Story bölümü..
İyi Okumalar..
***
Jeongin Pov.
Okuduğum mesaj ile birlikte oldukça şaşırmıştım. Çünkü yüzümü bile görmek istemediğini söyleyen çocuk bir anda yanına gelmemi istiyordu, hem de önceden sadece ikimizin gittiği bir yere. Oturduğum sıradan acele ile çantamı tek koluma asarak kalktım.
"Nereye gidiyorsun? Ders başlayacak"
Chan'in sesini duyduğum da ona döndüm.
"Hyunjin'in yanına gitmeliyim"
"Bir şey mi oldu?"
Chan endişe ile ayağa kalktığında omzundan tutup geri oturmasını sağladım. Ne olduğunu ben bile bilmiyordum ki.
"Bilmiyorum, mesaj attı. Gitmeliyim" Chan söylediklerim ile şaşırmıştı ve bir kaç saniye sonra kendine gelip başını salladı.
"Tamam, haber ver ama bana da" Onu onaylayıp hızla öğretmen gelmeden sınıftan çıktım, kimseye görünmeden çıkmam gerekiyordu yoksa ne yapıp edip gitmeme izin vermezlerdi. Okulun arkasından çıkacağım sırada bir ses duydum.
"Ah Soyeon hocam ne arıyorsunuz burada, biz de sizi bekliyorduk"
Arkamı döndüğüm de Soyeon hocayı ve onu kolunun altına almış benden ters tarafa dönmesini sağlayan Felix'i gördüm. Yüzümde ki ufak gülümseme yerini alırken arkasını bana dönmüş ve gülümseyerek 'git' demişti. Ona elimle tamam işareti yapıp çokta yüksek olmayan duvarlardan atladım diğer tarafa.
Adımlarım ona hızlıca ulaşmak amacıyla koşmaya dönünce çantamı iki koluma da geçirdim ve daha da artırdım hızımı. Okula çok da uzak değildi gideceğim yer. Yaklaşık beş dakika sonra ulaşmıştım sonunda. Ellerimi dizlerime yaslayıp biraz soluklandım ve başımı kaldırıp rüzgardan dolayı dağılan saçlarımı elimle biraz düzeltmeye çalıştım ve önümde ki yukarıdan aşağı sarkan yeşil sarmaşıkları ittirerek güzeller güzeli manzaranın görüş açıma girmesine izin verdim.
Etrafta ki kuş sesleri ve akan nehrin sesi karışmış ferah bir ortam oluşturuyordu, Gözlerimi onu bulmak istercesine etrafta dolandırdım, nehrin hemen yanında elinde ki uzun, ince dal parçası ile suyun kuvvetine karşı çıkmaya çalışıyordu.
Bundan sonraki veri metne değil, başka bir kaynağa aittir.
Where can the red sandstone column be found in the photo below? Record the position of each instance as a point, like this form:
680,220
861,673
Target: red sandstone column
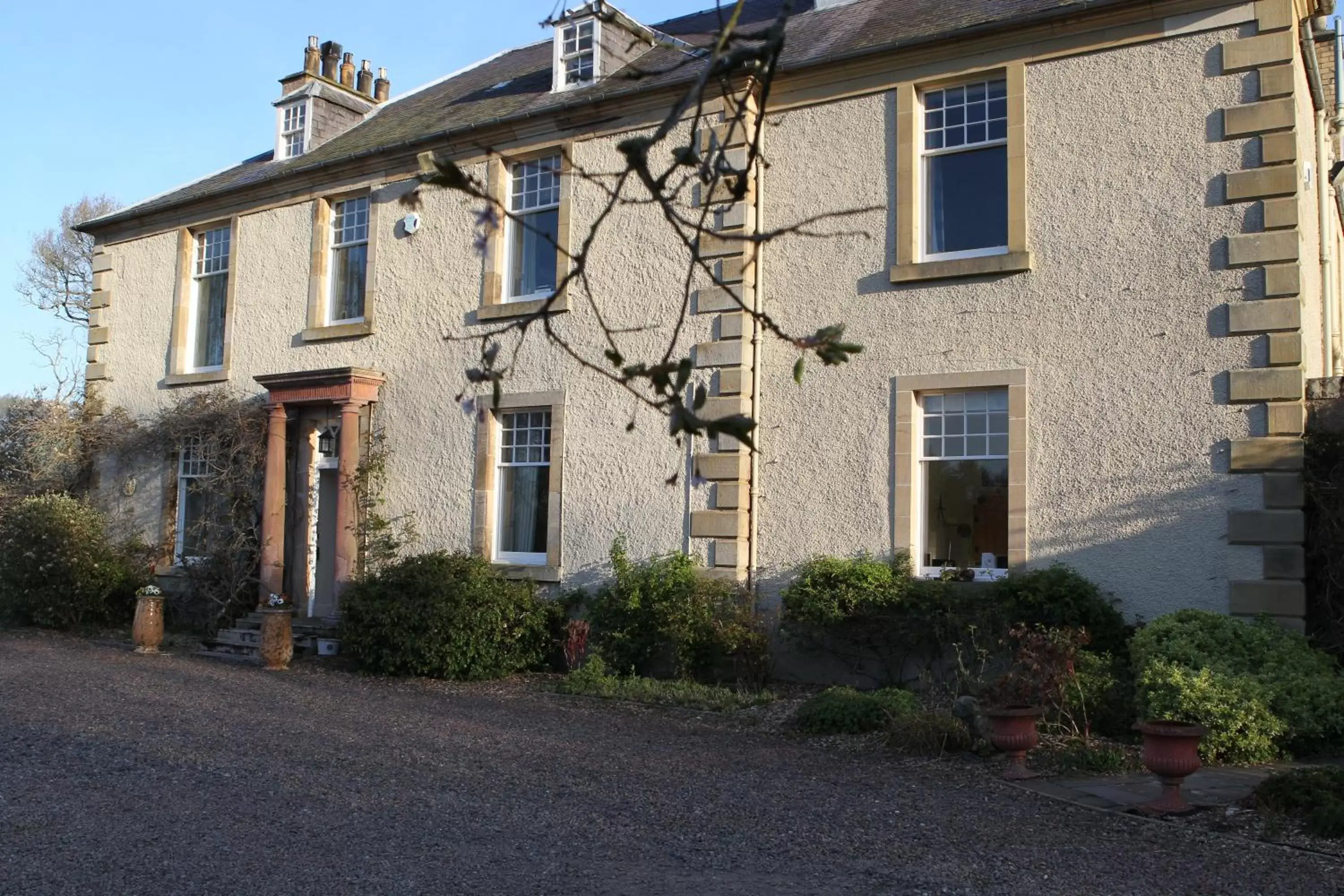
273,507
347,542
Oturduğu yerde dizlerini karnına çekmiş, başını bir kolunun üzerine yan bir şekilde koymuştu. Arada bir duyduğum burun çekme sesleri ağladığının göstergesiydi.
Yanına ulaştığımda bende onun gibi oturdum ve akan suya bakmaya başladım. Bir süre sessizce oturduk ve ardından onun güzel sesini duydum.
"Burayı ilk bulduğumuz zamanı hatırlıyor musun?"
Kendi kendine ufak bir kıkırdama bıraktı ortaya, bu ses ile kalbimin durduğunu hissettim bir an. Keşke hep böyle minik minik gülse..
"Hatırlıyorum, senin arkandan gelmiştim. Gelme demene rağmen ve yanlışlıkla yuvarlanıp bulmuştuk burayı"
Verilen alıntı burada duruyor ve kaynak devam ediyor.